In the Money: 5 Things to Know
Tariff delay, Palantir rockets higher, Spotify pops, Merck plunges, TMX beats
We all know about “the boy who cried wolf”. It seems we are living a real-world “the boy who cried tariffs.” Those who did exhaustive research yesterday are just plain exhausted this morning. Don’t be surprised if one month from now, I just send out the exact same note I did yesterday.
Don’t miss this timely episode of In the Money with Amber Kanwar. We speak with investor Barry Schwartz about why he ignores the tariff noise, why he steers clear of Canada for the most part, and where he is finding opportunities right now. Listen on Apple, Spotify, or here. YouTube will be out later today.
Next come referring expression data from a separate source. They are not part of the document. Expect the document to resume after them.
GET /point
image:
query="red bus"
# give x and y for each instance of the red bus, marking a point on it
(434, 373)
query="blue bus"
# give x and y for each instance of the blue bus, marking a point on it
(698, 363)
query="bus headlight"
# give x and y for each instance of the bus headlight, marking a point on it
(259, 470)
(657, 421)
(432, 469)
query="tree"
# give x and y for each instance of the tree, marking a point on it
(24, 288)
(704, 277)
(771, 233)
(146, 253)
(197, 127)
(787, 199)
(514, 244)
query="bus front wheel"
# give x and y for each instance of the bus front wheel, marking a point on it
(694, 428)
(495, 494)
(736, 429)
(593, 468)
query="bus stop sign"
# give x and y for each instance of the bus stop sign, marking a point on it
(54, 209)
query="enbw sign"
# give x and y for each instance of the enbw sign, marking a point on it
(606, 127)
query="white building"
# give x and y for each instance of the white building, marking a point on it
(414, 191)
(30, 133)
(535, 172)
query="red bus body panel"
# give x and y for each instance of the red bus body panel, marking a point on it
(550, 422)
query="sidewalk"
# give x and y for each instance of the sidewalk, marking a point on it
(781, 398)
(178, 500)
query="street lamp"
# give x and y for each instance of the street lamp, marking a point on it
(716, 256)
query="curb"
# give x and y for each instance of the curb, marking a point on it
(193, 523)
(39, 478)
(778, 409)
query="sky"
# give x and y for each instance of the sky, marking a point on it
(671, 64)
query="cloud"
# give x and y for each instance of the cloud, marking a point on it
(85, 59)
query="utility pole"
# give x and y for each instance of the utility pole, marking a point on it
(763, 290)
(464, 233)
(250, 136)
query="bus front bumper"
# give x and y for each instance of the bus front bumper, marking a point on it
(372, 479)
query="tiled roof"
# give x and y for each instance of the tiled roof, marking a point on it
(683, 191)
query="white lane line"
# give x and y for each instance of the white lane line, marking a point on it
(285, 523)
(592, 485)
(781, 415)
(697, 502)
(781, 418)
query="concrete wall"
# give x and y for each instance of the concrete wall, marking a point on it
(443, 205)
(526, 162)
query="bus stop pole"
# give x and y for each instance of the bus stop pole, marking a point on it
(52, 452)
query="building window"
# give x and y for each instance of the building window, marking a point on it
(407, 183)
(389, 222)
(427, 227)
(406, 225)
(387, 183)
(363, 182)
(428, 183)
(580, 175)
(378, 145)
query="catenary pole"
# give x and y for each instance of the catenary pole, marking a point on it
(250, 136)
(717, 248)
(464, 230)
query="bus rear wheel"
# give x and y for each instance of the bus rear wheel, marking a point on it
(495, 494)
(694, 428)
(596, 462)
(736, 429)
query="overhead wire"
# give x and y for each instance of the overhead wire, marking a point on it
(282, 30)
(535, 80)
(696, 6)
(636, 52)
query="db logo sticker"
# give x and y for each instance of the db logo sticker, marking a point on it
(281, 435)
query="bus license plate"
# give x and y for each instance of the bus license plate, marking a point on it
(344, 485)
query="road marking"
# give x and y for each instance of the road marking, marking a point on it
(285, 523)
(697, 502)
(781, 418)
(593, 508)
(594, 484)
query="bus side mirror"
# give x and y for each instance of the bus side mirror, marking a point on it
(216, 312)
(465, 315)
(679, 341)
Moot: Futures are tentatively higher this morning after breakthroughs between the US, Canada and Mexico took the threat of tariffs off the menu for another month. Canada was able to secure the delay by promising to invest more to fight organized crime and drugs, appoint a fentanyl czar, and designating drug cartels as terrorists. So let’s all meet back here in a month. We can see the relief in Canada. The Canadian dollar is back to where it was on Friday. Canadian-based companies are higher in the pre-market including Canada Goose (+2%), Magna (+3%), and Shopify (+2%). Yet futures aren’t ripping higher because China has fired back with retaliatory tariffs against the US on certain energy sources. Focusing on earnings seems downright mundane even as there are 43 companies reporting today including Alphabet, AMD and Snap after the bell today. We will take a look at the biggest movers below.
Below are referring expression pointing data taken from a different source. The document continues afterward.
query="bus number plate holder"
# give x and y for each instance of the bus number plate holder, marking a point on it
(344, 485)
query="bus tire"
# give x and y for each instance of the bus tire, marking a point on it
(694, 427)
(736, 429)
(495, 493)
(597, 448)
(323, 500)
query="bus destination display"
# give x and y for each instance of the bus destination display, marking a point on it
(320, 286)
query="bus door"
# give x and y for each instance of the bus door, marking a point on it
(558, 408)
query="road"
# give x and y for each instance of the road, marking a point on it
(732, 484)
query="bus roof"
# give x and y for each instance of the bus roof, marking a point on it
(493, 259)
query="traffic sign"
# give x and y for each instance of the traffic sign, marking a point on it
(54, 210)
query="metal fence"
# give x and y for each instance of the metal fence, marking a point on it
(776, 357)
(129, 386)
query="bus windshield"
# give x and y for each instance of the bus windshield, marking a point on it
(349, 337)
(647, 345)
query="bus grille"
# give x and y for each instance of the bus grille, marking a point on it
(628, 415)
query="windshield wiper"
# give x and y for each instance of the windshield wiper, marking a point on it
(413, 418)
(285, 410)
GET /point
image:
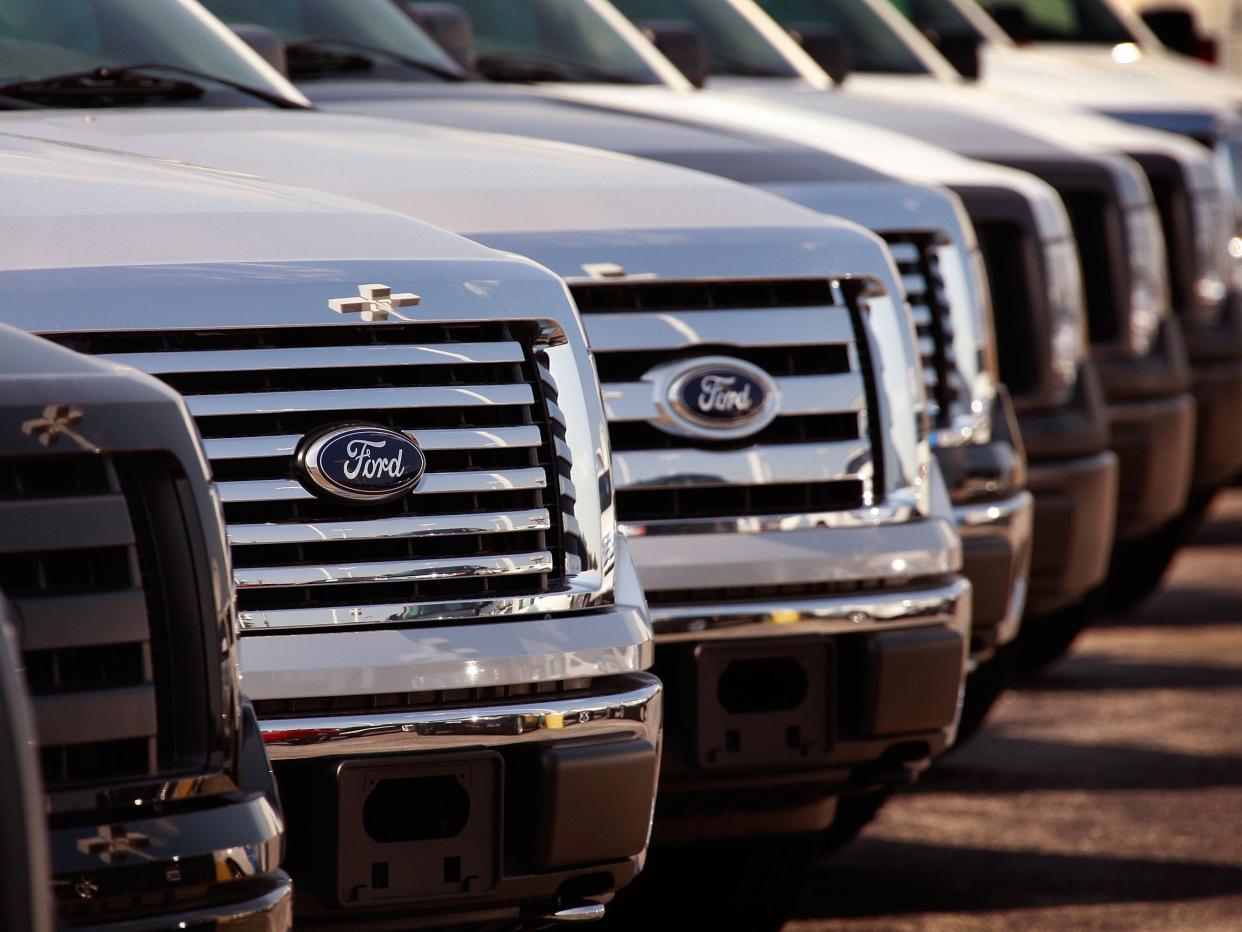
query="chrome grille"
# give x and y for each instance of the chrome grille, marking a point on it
(483, 523)
(815, 456)
(918, 264)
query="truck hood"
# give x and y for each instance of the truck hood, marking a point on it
(829, 179)
(73, 205)
(989, 123)
(466, 182)
(781, 114)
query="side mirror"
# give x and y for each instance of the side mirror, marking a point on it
(1014, 20)
(268, 45)
(1174, 26)
(826, 46)
(961, 51)
(450, 25)
(683, 45)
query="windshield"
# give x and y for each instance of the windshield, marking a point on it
(937, 18)
(737, 47)
(41, 40)
(1065, 21)
(552, 40)
(359, 25)
(874, 46)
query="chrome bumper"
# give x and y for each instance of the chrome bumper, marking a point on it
(874, 610)
(629, 706)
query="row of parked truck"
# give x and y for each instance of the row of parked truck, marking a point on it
(456, 454)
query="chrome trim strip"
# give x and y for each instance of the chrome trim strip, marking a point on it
(393, 571)
(359, 399)
(453, 439)
(390, 528)
(754, 466)
(231, 360)
(985, 513)
(631, 708)
(799, 394)
(882, 609)
(287, 490)
(677, 329)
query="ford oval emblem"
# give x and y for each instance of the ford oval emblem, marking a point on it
(360, 462)
(718, 397)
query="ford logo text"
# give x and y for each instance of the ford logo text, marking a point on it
(360, 462)
(716, 397)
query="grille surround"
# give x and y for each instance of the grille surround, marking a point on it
(478, 395)
(683, 322)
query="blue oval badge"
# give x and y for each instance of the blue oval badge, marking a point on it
(720, 395)
(360, 462)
Up & away: Shares of Palantir are rocketing up 24% in the pre-market after sales, profit and its forecast all came in well ahead of expectations. CEO Alex Karp said they are benefitting from “untamed organic growth” for its artificial intelligence software. This morning’s surge comes after the stock put in an impressive 340% gain last year. However, it is not a universally loved stock. Nearly 4% of the shares outstanding are short and there are just 4 buy ratings from analysts compared to 15 holds and 5 sells. The stellar results aren’t causing many bears to change their tune. RBC’s Rishi Jaluria acknowledged the “solid” quarter, but says much of the rally is due to retail investor interest. “…Our concerns about the runway for growth and product differentiation remain,” wrote Jaluria in a note to clients. RBC is increasing their price target to $40/share (half of where the stock is currently trading) and warns that there is downside risk because the stock is trading at a premium. And then there is Dan Ives of Wedbush. He’s got a $120/share price target and says Palantir is playing AI chess while others are playing checkers. “Palantir is helping lead the AI Revolution into the use case phase as its (artificial intelligence platform) product moat is unmatched in our view,” wrote Ives.
Hot spot: Shares of Spotify are up 8% in the pre-market and poised to open at a record high. I don’t know if its a hot new business podcast that is driving results but the company swung to a profit in the quarter and showed a big jump in subscriber growth. Monthly active users now sit at a total of 675 million, which is higher than analyst expectations (677 million). The forecast for next quarter’s sales are a little lighter than expected, but investors are taking comfort in the beat in the fourth quarter. Spotify also has its fare share of naysayers with more than 5% of the shares outstanding short. However, turning in its first year of profit is certainly doing its part to keep them quiet this morning.
Code blue: Shares of Merck are plunging 8% in the pre-market after it forecast weaker than expected profit and sales of Gardasil fell 17% due to weak demand in China. Shares of Merck have been under pressure and are poised to open at the lowest level since 2022 even as quarterly results beat expectations and its cancer immunotherapy drug, Keytruda, saw a 19% increase in sales. Gardasil is a much smaller part of the business compared to Keytruda, but the company announced it was going to halt sales altogether in China for the HPV vaccine and that is weighing on sentiment. Meanwhile, shares of Pfizer are slightly higher after earnings beat expectations and the company reaffirmed its financial forecasts.
X marks the spot: Shares of TMX Group will be in focus after the Toronto Stock Exchange operator beat sales expectations and boosted its dividend 5%. Most analysts are positive on it this morning. “TMX's Q4 results were a solid beat, with strong overall top-line growth offsetting higher expenses,” wrote Graham Ryding of TD Cowen, “Revenue came in ahead of expectations across all revenue lines, with capital formation the biggest surprise (higher-than-expected margin income),” he wrote. Ryding does note that the vlauation is full and has a hold on the stock for that reason. It is one of those stocks that analysts have had a tough time recommending (only 2 buys vs 6 holds) but has continued to move higher and higher.
Your Spotify subscribers quote looks reversed. You say 675 million users higher than analysts expectations of 677 million.